French President Emmanuel Macron vowed on Wednesday to implement a pension reform that would raise the retirement age from 62 to 65 , a move that will force younger people to work longer.
Macron’s idea, which will begin to be implemented from 2023, is that the legal retirement age will be delayed four months from next year, to reach 65 in 2031.
“What I want to say is that from where we are now, in the 62 years, we will pass in the horizon of 2025 to 63 years, to the horizon of 2028 to 64 years and to the horizon of 2031 to 65 years”, explained the French president in a interview with France 2 network.
Macron assured that he is still open to discussing the retirement age with the unions and making potential amendments to the project. The consultations will last until the end of the year, although the margin for negotiation is minimal.
The French president was willing to accept a retirement age of 64 years, as long as certain conditions are met.
“If some are ready to compromise and say: we are ready to go to 64 years, but in return, if you make this gesture, we are ready to work a few more quarters, I am open,” he said.
These measures apply only to those who have worked long enough to qualify. Those who do not meet the conditions, such as women who interrupted their careers to raise their children, will have to work even until they are 67 years old.
All French workers receive a state pension. Macron assured that if his government does not implement this type of measure, it would be forced to reduce the amount of pensions.
The French president’s plan had already been advanced during the electoral campaign in April this year.

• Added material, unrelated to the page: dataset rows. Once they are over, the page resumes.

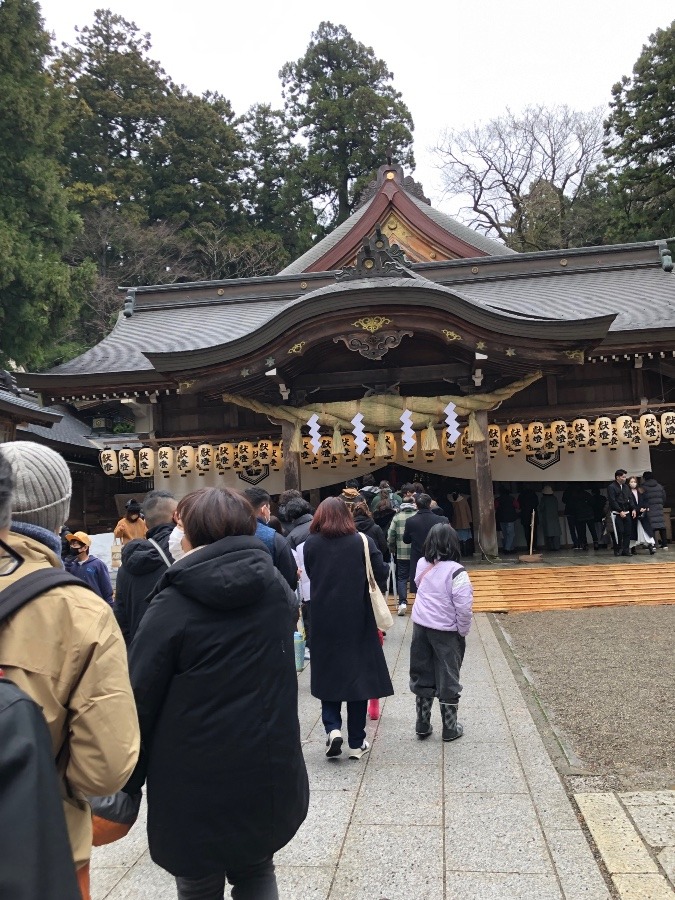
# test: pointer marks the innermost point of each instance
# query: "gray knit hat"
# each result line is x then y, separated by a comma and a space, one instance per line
42, 484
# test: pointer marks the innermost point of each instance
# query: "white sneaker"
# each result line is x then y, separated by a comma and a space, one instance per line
360, 751
334, 743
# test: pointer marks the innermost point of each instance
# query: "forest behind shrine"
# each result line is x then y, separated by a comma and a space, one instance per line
112, 174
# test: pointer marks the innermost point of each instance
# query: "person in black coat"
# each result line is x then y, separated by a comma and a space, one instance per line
348, 664
213, 671
417, 528
143, 563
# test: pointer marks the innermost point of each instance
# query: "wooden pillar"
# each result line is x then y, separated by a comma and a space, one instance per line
291, 460
485, 515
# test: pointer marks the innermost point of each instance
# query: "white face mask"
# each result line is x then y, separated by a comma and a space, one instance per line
175, 545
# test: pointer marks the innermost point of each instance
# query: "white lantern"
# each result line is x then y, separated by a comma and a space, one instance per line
108, 461
650, 428
127, 463
165, 460
146, 462
185, 460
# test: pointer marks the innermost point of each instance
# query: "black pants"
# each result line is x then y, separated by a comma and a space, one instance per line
435, 660
257, 882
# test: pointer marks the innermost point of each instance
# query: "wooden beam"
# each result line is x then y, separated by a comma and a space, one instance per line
487, 526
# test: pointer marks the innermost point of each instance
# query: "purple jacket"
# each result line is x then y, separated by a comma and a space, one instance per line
444, 596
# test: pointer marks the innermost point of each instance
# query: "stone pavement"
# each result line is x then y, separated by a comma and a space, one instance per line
480, 818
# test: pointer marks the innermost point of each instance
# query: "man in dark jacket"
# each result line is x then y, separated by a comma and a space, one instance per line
143, 563
415, 533
623, 511
278, 546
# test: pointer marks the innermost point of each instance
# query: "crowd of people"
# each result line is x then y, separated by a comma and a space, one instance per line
184, 682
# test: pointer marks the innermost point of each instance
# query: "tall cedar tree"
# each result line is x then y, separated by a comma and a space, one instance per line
641, 143
272, 185
340, 98
38, 290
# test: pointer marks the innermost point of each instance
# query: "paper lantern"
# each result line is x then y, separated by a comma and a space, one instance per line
165, 460
185, 460
127, 463
224, 457
277, 456
146, 462
559, 433
465, 445
516, 434
624, 426
535, 436
650, 428
668, 427
582, 431
603, 430
108, 460
494, 439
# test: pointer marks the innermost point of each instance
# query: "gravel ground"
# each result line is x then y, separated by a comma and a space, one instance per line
606, 681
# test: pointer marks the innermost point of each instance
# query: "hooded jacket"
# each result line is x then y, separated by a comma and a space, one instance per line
142, 567
65, 650
213, 671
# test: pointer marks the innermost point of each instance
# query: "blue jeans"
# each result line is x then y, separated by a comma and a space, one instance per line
356, 719
402, 576
508, 535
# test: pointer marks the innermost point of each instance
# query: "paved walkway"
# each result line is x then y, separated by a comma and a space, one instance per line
483, 817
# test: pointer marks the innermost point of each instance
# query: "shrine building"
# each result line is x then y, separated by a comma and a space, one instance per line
455, 356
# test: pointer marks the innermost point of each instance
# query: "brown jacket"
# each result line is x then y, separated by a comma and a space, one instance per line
65, 650
128, 531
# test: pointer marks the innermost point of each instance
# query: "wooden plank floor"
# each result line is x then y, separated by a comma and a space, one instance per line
571, 587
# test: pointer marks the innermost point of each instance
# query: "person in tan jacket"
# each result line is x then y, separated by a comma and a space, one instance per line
64, 647
132, 525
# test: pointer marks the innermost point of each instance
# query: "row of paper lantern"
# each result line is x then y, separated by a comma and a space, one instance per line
536, 437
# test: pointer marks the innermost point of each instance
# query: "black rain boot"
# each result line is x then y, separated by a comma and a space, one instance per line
423, 727
451, 727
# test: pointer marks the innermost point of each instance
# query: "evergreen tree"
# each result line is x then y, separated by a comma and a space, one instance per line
342, 103
641, 143
38, 291
272, 182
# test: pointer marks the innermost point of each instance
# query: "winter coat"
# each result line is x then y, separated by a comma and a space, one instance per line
37, 863
142, 567
94, 572
655, 496
65, 650
347, 659
548, 515
415, 533
129, 531
213, 671
299, 531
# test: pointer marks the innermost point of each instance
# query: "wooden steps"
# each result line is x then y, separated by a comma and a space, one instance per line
543, 588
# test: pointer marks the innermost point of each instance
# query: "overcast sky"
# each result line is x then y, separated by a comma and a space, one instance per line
454, 63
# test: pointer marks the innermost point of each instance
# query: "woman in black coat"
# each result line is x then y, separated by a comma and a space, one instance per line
213, 671
347, 660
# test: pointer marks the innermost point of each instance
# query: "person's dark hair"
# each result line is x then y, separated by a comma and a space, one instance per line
442, 543
257, 497
6, 488
295, 508
210, 514
275, 523
361, 509
333, 518
158, 508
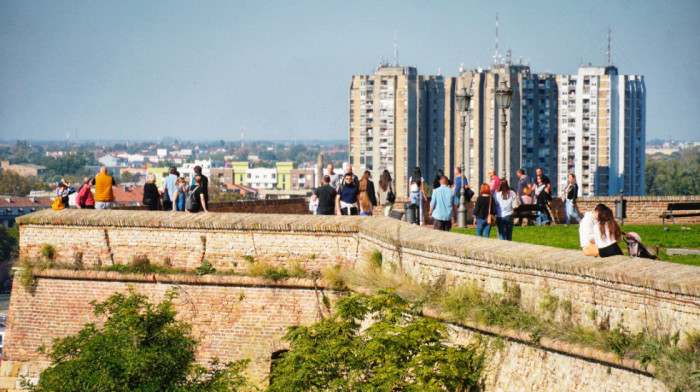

Despite the fact that Macron managed to win his re-election, in the legislative elections in June, his political party lost control of congress, which is why his government has had difficulty passing his reforms.
For example, in order to approve his initial draft budget for 2024 without a vote from the National Assembly, the president activated the 49.3 method.
Now, Macron even threatens to dissolve the Assembly, where he has a simple majority, if it does not approve.
A pension reform proposal sparked strikes and protests across the country in late 2019 during Macron’s first term. The government had then decided to suspend the debate amid the COVID-19 pandemic.